Watching the latest missile exchanges in the Middle East, one is reminded how little modern war resembles the battles that once defined it.
There was a time when war possessed a kind of grim symmetry. Armies lined up in open fields and fired upon the line in front of them. Soldiers advanced in formation, sometimes even allowing the opposing side the first volley. Brutal as it was, combat followed a certain geometry: two forces visible to one another, each accepting roughly the same danger.
Modern war no longer observes that arrangement.
Over time warfare has become more indirect, more defensive, and often more patient. Victory is less about heroic charges than about the quieter arithmetic of suffering fewer casualties. The Wilderness campaign in the American Civil War hinted at the change. The trenches of the First World War confirmed it. The guerrilla struggles of Southeast Asia made it unmistakable.
In such conflicts the battlefield becomes harder to define.
Civilian populations move closer to the center of events. Armies require industry, transport, and supply. Guerrilla forces operate among local communities. Strategic bombing and terrorism alike draw civilians into wars that once belonged primarily to soldiers. Each side condemns the other’s tactics while discovering reasons to defend its own.
History offers sobering examples. The destruction of Hiroshima and Dresden was defended as a way to shorten the war and spare additional military casualties. Terrorist movements, by contrast, often target civilians precisely because they are vulnerable and because fear multiplies the political effect of violence. Russia’s war in Ukraine has at times appeared designed not only to defeat Ukrainian forces but to impose sustained hardship on civilian life.
These patterns are not unique to any single nation or ideology. They are features of modern conflict itself.
Recent criticism of Iran reflects the same dilemma. Tehran has responded to pressure by striking neighboring states that host American bases or support Washington’s strategy. Critics argue such actions merely widen the circle of enemies. Others question why Muslim neighbors should become targets at all.
Yet from the perspective of a weaker power confronting stronger adversaries, the menu of options is often narrow. When direct confrontation proves difficult, governments search for targets within reach. Short-range missiles, proxy forces, and regional pressure become substitutes for decisive battlefield victories.
None of this makes such choices admirable. It merely explains why they occur.
The uncomfortable truth is that modern war increasingly rewards those who can impose costs without exposing themselves to equal danger. The temptation to exploit that imbalance has proved strong in every generation.
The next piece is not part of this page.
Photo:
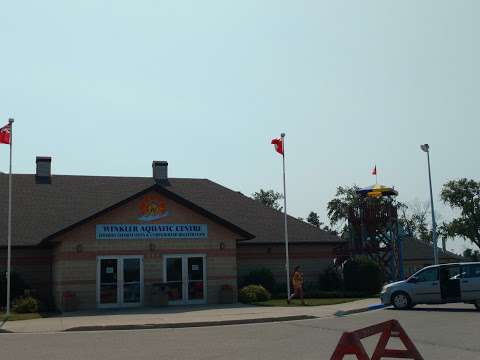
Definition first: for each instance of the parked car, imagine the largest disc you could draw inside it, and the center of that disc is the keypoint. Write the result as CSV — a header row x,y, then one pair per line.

The imbalance also distorts our language of bravery. When one side can strike from afar with little immediate risk while the other absorbs the consequences on its own soil, courage becomes a difficult word to apply cleanly. Modern warfare often separates those who make decisions from those who bear the danger.
For that reason the moral vocabulary surrounding war remains indispensable. Statesmen must still speak of restraint, proportionality, and the protection of civilian life — even when those principles are imperfectly observed. Without such language the conduct of war risks drifting entirely into the realm of calculation.
Peace rarely emerges from battlefield exhaustion alone. It comes when adversaries conclude that the costs of continuing exceed the risks of compromise.
There is little sign that moment has arrived. But history suggests that even the most hardened conflicts eventually return to negotiation.
The challenge for statesmen is to remember, even while wars are being fought, that the world which follows them must still be inhabited together.